From Berneray to Leverburgh on Harris is about 5 miles, if you manage to hitch a lift on a passing crow. By ferry, it is much further and for your money you get an hour of wonderful cruising. It is rather like a ski slalom as the boat weaves between the red and green buoys and around the innumerable islands and islets between Berneray and Harris.

We set off and Harris looks to be delightfully ahead.

But watch out helmsman. We need to avoid these rocks.

And these, as well. We can also see here the two islands of Killegray and Ensay – the Carminish Islands. They are on the straight line between Berneray and Leverburgh.

That’s mountainous Harris.

And we are getting closer to Leverburgh where the ferry terminal is sited.


But still there are slalom buoys to get round.

The view straight ahead with Leverburgh now on our starboard side.

But after a really lovely cruise we do head in to the Harris terminal.

We are in the protected waters of Leverburgh Harbour on Harris.

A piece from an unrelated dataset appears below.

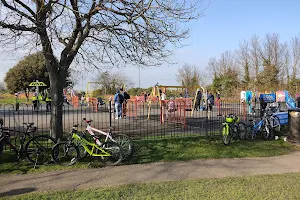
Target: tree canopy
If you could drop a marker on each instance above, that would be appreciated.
(107, 32)
(29, 69)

Harris! Actually the hills in the background might be on neighbouring Taransay.

And there we definitely see Taransay.

A photographer lines things up.
At this point it is confession time. I’d had enough and was desperate to get a tent up and get a cup of tea inside me. So, as fast as slow moving traffic allowed, we went over the mountains to Tarbert, the main place on Harris and continued generally northwards. The mountains, bleak and gaunt, gave way to gentler countryside and we had moved seamlessly from Harris to Lewis. Yes, the two are one island but in times past, the mountains were a blockage and boat transport was used to travel down to Tarbert giving rise to the idea of two islands.
We passed Loch Seaforth, which brought back memories of a 1970 trip to Scotland when a boat we used from Mallaig to Kyle of Lochalsh had carried the name, ‘Loch Seaforth’.
Eventually, we arrived at Stornoway, capital of the Outer Hebrides and found the camp site. It was not a particularly lovely one but it was to be home for three days.